Tengah hari, pukul 12.00 diangkat jenazah yang teratas, jenazah Pierre Tendean. Kemudian diangkat dua jenazah yang diikat menjadi satu. Ternyata itu jenazah Mayjen. Soeprapto dan Mayjen. S. Parman. Saya hampir-hampir tidak percaya, bahwa kebiadaban orang-orang G.30.S./PKI itu bisa sampai demikian. Sesudah itu diangkat lagi tiga jenazah yang juga diikat jadi satu. Jenazah Letjen. A Yani, Mayjen. Harjono M.T. dan Brigjen. Sutojo Siswomihardjo Nampak di depan mata saya yang basah. Saya gemetar menyaksikannya sambil menggigit bibir. “Saya tidak akan melupakan kejadian ini,” kata saya di dalam hati. “Sungguh, saya tidak akan melupakannya.” Siapa pula yang bisa melupakan kejadian yang biadab seperti ini !. Lalu satu lagi jenazah diangkat dan itu jenazah Brigjen. D.I. Pandjaitan. Semua jenazah dalam keadaan rusak akibat penganiayaan.

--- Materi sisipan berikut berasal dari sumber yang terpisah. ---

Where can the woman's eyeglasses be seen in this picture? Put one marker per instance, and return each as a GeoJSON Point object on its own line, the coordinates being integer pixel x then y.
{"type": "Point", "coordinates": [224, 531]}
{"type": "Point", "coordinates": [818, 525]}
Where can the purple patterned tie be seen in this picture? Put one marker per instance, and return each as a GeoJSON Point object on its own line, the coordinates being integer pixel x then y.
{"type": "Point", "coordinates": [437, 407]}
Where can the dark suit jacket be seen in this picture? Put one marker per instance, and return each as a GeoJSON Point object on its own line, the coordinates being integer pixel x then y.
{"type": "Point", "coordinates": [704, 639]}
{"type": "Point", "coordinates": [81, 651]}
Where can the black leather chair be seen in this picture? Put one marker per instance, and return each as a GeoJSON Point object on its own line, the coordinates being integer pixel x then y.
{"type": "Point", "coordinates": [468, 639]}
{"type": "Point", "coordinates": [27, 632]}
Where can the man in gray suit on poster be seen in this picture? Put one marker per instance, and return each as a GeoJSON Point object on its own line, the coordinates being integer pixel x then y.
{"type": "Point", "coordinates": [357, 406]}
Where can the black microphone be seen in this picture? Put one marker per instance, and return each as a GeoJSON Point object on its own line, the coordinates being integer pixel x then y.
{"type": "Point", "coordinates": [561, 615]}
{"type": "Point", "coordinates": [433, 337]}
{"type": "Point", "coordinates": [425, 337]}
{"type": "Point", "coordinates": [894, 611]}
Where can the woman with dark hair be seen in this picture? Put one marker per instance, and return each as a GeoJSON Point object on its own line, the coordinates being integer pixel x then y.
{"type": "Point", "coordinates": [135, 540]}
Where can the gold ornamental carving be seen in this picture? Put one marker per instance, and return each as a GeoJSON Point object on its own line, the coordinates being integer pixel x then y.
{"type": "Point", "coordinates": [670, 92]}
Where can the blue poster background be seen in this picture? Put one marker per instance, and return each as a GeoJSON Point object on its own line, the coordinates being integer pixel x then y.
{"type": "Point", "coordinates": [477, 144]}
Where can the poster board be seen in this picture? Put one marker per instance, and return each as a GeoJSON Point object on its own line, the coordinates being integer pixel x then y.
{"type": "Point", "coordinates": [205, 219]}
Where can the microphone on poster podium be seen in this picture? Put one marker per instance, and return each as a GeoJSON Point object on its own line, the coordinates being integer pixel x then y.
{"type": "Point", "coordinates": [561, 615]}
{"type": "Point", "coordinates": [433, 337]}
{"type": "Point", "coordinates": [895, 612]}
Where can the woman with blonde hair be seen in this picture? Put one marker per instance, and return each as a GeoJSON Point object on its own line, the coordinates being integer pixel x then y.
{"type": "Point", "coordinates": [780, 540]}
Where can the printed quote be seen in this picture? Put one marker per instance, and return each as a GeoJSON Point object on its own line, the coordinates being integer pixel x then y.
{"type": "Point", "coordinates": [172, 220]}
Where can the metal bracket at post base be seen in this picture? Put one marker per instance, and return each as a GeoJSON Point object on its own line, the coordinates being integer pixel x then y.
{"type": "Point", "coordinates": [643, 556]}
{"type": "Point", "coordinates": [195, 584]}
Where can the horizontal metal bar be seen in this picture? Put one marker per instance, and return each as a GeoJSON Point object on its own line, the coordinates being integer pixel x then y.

Lengkap sudah tujuh jenazah mereka yang hilang, diculik tiga hari yang lalu. Enam jenderal kita dan satu perwira pertama. Korban tindakan-tindakan biadab petualang-petualang G.30.S/PKI. Kemudian saya berpidato dalam keadaan jiwa yang luka tetapi harus tetap teguh.
Saya berterus terang di dalam pidato saya itu bahwa kita ketahui, daerah Lubang Buaya itu termasuk daerah Lapangan Halim. Fakta, bahwa dekat sumur ini adalah pusat pelatihan Sukwan dan Sukwati yang dilaksanakan oleh Angkatan Udara. Yang dilatih di sini Pemuda Rakyat dan Gerwani. Mungkin mereka itu sedang latihan dalam rangka pertahanan di pankalan. Tetapi ternyata, menurut anggota Gerwani yang dilatih di sini dan tertangkap di Cirebon, ia itu dari Jawa Tengah, jauh dari daerah Halim.
“Jadi,” kata saya selanjutnya, “mungkin apa yang diamanatkan oleh Bapak Presiden, Pimpinan Besar Revolusi yang sangat kita cintai bersama, bahwa AU tidak terlibat dalam persoalan ini, ada benarnya. Tetapi tidak mungkin tidak ada hubungan antara oknum-oknum anggota AU dalam peristiwa ini”.
“Oleh sebab itu,” kata saya seterusnya, “saya sebagai warga Angkatan Darat mengetuk jiwa, perasaan patriot anggota AU, bilamana ada benar-benar ada oknum-oknum yang terlibat dengan pembunuhan yang kejam atas para jenderal kita yang tidak berdosa ini, saya mengharapkan agar AU membersihkan anggota-anggota AU yang terlibat di dalam petualangan ini.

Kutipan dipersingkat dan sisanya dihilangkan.